If you are a Common Sense reader, you are by now highly aware of the phenomenon of institutional capture. From the start, we have covered the ongoing saga of how America’s most important institutions have been transformed by an illiberal ideology—and have come to betray their own missions.

MedicineHollywoodEducation. The reason we exist is because of the takeover of newspapers like The New York Times.

Ok, so we’ve lost a lot. A whole lot. But at least we haven’t lost the law. That’s how we comforted ourselves. The law would be the bulwark against this nonsense. The rest we could work on building anew.

But what if the country’s legal system was changing just like everything else?

Today, Aaron Sibarium, a reporter who has consistently been ahead of the pack on this beat, offers a groundbreaking piece on how the legal system in America, as one prominent liberal scholar put it, is at risk of becoming “a totalitarian nightmare.”

This is a long feature on a subject we think deserves your time. Save it, share it, or print it to read in a quiet moment:


In 2017, the super lawyer David Boies was at a corporate retreat at the Ritz-Carlton in Key Biscayne, Florida, hosted by his law firm, Boies, Schiller and Flexner. Boies was a liberal legend: He had represented Al Gore in Bush v. Gore, and, in 2013, successfully defended gay marriage in California, in Hollingsworth v. Perry, paving the way for the landmark Supreme Court ruling two years later.  
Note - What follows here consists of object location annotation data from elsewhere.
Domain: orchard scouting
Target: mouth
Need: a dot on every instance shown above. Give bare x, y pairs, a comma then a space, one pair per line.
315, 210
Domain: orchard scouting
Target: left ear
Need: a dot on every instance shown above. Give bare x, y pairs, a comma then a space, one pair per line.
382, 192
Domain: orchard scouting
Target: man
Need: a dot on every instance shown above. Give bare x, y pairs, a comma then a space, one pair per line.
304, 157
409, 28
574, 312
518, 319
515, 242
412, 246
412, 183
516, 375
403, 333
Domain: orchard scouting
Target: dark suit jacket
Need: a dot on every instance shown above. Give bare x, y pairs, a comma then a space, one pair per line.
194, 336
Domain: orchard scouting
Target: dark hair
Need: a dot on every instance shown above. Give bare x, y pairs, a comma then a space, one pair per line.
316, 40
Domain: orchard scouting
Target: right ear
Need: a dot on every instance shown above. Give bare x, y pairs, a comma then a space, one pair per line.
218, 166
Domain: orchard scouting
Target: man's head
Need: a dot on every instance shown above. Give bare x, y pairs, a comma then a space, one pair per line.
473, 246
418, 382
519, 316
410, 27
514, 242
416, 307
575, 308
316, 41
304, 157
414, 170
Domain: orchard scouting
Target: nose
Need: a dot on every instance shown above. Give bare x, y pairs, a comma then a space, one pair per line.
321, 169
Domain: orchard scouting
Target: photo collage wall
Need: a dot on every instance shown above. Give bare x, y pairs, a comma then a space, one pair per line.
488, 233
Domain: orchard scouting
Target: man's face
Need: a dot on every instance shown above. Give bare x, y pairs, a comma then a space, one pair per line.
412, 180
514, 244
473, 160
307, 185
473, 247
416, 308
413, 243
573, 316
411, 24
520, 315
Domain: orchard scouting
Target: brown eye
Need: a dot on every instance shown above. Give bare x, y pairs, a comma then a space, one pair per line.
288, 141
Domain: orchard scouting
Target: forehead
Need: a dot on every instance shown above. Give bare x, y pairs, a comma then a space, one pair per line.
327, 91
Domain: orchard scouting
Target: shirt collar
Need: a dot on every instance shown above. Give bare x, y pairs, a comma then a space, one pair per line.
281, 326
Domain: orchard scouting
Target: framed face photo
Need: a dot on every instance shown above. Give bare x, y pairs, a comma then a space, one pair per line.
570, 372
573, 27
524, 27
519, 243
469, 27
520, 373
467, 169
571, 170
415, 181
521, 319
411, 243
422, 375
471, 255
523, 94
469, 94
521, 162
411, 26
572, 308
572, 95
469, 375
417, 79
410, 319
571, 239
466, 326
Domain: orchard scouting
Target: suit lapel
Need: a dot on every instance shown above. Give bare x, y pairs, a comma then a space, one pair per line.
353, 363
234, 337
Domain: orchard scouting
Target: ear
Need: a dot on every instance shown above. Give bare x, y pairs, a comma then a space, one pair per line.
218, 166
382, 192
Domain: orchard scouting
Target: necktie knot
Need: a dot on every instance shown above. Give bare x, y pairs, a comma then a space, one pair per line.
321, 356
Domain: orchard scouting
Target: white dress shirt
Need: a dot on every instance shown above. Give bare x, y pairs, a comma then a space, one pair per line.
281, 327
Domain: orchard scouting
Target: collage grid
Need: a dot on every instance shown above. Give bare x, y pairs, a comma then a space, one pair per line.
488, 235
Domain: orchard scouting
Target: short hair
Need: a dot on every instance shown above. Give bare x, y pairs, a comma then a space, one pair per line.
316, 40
On the last day of the retreat, Boies gave a talk in the hotel ballroom to 100 or so attorneys, according to a lawyer who was present at the event. Afterwards, Boies’s colleagues were invited to ask questions.

Most of the questions were yawners. Then, an associate in her late twenties stood up. She said there were lawyers at the firm who were “uncomfortable” with Boies representing disgraced movie maker Harvey Weinstein, and she wanted to know whether Boies would pay them severance so they could quit and focus on applying for jobs at other firms. Boies, who declined to comment for this article, said no.

That lawyers could be tainted by representing unpopular clients was hardly news. But in times past, lawyers worried about the public—not other lawyers. Defending communists, terrorists, and cop killers had never been a crowd pleaser, but that’s what lawyers had to do sometimes: Defend people who were hated. 

When congressional Republicans attacked attorneys for representing Guantanamo detainees, for example, the entire profession rallied around them. The American Civil Liberties Union noted that John Adams took pride in representing British soldiers accused of taking part in the Boston Massacre, calling it “one of the best pieces of service I ever rendered to my country.”

But that’s not how the new associates saw Boies’s choice to represent Weinstein. They thought there were certain people you just did not represent—people so hateful and reprehensible that helping them made you complicit. The partners, the old-timers—pretty much everyone over 50—found this unbelievable. That wasn’t the law as they had known it. That wasn’t America.

“The idea that guilty people shouldn’t get lawyers attacks the legal system at its root,” Andrew Koppelman, a prominent liberal scholar of constitutional law at Northwestern University, said. “People will ask: ‘How can you represent someone who’s guilty?’ The answer is that a society where accused people don’t get a defense as a matter of course is a society you don’t want to live in. It’s a totalitarian nightmare.”